Percentages verdeling van de categorieën van voertuigen in de gewestelijke overheidsvloten in 2019

Bron: BIM, Voorbeeldgedrag inzake transport binnen de Brusselse gewestelijke en lokale overheden. Evaluatie van de milieuprestaties van de voertuigvloten in 2019, augustus 2020, p. 20.

Als we rekening houden met de vloten van de gemeenten, de OCMW’s en hun verenigingen, de kabinetten en de parlementen alsook van sommige intercommunales[1], dan komen al deze instellingen aan een totaal van 2.480 voertuigen. Het totaal, goed voor 4.199 voertuigen, is als volgt verdeeld:

[1] Het rollend materieel van de MIVB (1.277 voertuigen in 2020) wordt hier niet meegerekend als “overheidsvloot”, maar zal in aanmerking worden genomen in het toepassingsgebied van de meting en van de acties die eruit zullen voortvloeien, waardoor de relevantie en het potentieel ervan de facto groter zullen worden.

Aantal voertuigen per categorie van voertuigen en type overheden voor de vloot in 2019.

We kunnen dus een reëel potentieel voor verbetering van de veiligheid via de hefboom ‘Safe Vehicle’ identificeren, aan de hand van het voorbeeldgedrag van overheidsvloten. Door de veiligheidsuitrustingen ten voordele van de andere weggebruikers (voetgangers, fietsers enz.) centraal te stellen in de denkoefening en het aankoopproces, neemt het Gewest rechtstreeks en concreet deel aan de effectieve verbetering van de verkeersveiligheid in het BHG.

We onderscheiden dus twee actiegebieden:

Het eerste komt erop neer stelselmatig rekening te houden met de uitrustingen van verkeersveiligheid ten voordele van de andere weggebruikers in het kader van elke overheidsopdracht voor de aankoop of leasing van voertuigen, ongeacht het doel ervan, wanneer het gaat om overheidsvloten. Daartoe moet dit element worden opgenomen in elke prospectiefase van de betrokken opdrachten en moeten de meest geschikte uitrustingen/inrichtingen die in deze fase worden geïdentificeerd, worden toegevoegd aan de bestekken. Alleen op die manier kan Brussel Mobiliteit haar voorbeeldfunctie vervullen en een verandering op gang brengen in de manier waarop overheden aankijken tegen hun wagenparken.

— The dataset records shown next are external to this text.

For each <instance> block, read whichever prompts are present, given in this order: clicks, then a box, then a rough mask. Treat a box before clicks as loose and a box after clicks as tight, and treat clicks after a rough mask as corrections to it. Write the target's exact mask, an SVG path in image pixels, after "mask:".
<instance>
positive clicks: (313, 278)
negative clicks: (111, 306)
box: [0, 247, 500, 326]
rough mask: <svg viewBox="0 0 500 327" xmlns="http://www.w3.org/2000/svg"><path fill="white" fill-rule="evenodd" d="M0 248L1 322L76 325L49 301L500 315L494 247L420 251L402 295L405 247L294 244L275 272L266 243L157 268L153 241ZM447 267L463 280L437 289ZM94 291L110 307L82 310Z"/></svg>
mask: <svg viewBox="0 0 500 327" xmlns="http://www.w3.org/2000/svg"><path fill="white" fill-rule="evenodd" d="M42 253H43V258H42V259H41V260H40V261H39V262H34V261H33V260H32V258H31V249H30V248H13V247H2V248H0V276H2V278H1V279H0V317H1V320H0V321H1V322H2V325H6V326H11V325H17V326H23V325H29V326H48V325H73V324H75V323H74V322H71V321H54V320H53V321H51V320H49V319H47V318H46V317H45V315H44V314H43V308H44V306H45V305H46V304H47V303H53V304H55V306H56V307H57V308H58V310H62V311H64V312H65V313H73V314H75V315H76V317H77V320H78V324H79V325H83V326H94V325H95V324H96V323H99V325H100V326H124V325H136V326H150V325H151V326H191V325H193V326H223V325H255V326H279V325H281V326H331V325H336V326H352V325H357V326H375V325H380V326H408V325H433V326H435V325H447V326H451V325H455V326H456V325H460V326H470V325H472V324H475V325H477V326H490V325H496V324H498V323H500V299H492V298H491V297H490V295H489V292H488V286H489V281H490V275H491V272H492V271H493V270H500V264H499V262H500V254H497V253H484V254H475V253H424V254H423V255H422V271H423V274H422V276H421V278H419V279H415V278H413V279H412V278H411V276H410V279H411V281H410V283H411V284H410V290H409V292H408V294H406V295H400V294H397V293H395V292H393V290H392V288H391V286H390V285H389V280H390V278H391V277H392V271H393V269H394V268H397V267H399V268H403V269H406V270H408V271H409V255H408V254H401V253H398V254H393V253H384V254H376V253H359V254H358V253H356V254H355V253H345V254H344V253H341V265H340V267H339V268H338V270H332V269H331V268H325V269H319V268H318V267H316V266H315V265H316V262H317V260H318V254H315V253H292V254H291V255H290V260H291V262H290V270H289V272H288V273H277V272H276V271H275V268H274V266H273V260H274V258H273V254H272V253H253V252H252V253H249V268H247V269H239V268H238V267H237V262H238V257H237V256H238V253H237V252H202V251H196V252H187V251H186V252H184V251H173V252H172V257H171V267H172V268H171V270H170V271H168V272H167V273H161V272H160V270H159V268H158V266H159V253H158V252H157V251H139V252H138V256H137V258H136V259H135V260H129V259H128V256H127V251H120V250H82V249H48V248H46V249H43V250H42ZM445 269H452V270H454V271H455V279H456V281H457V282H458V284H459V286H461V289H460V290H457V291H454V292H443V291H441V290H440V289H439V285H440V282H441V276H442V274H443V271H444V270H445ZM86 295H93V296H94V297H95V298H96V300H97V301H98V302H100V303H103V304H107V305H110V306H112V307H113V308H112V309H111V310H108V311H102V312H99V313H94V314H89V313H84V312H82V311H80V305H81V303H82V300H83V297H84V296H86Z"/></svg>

Het tweede actieterrein heeft meer specifiek betrekking op de niet-gewestelijke overheidsvloten die ook zeer groot blijken te zijn, vooral als we rekening houden met de voertuigen van alle intercommunales met inbegrip van de MIVB. Voor deze actoren moet Brussel Mobiliteit niet alleen een rol van voorloper maar ook van facilitator vervullen. Daartoe moet Brussel Mobiliteit bij machte zijn prospecties van opdrachten waarin voorzieningen/inrichtingen van verkeersveiligheid voor de verschillende categorieën van voertuigen zijn opgenomen, ter beschikking te stellen van de plaatselijke besturen en de intercommunales  met als doel hun integratie in bestekken te bevorderen. Brussel Mobiliteit moet ook zijn rol van adviseur vervullen betreffende de geschiktheid / doeltreffendheid inzake verkeersveiligheid van de verschillende beoogde uitrustingen/inrichtingen wanneer deze administratie vragen krijgt van de plaatselijke besturen of de intercommunales.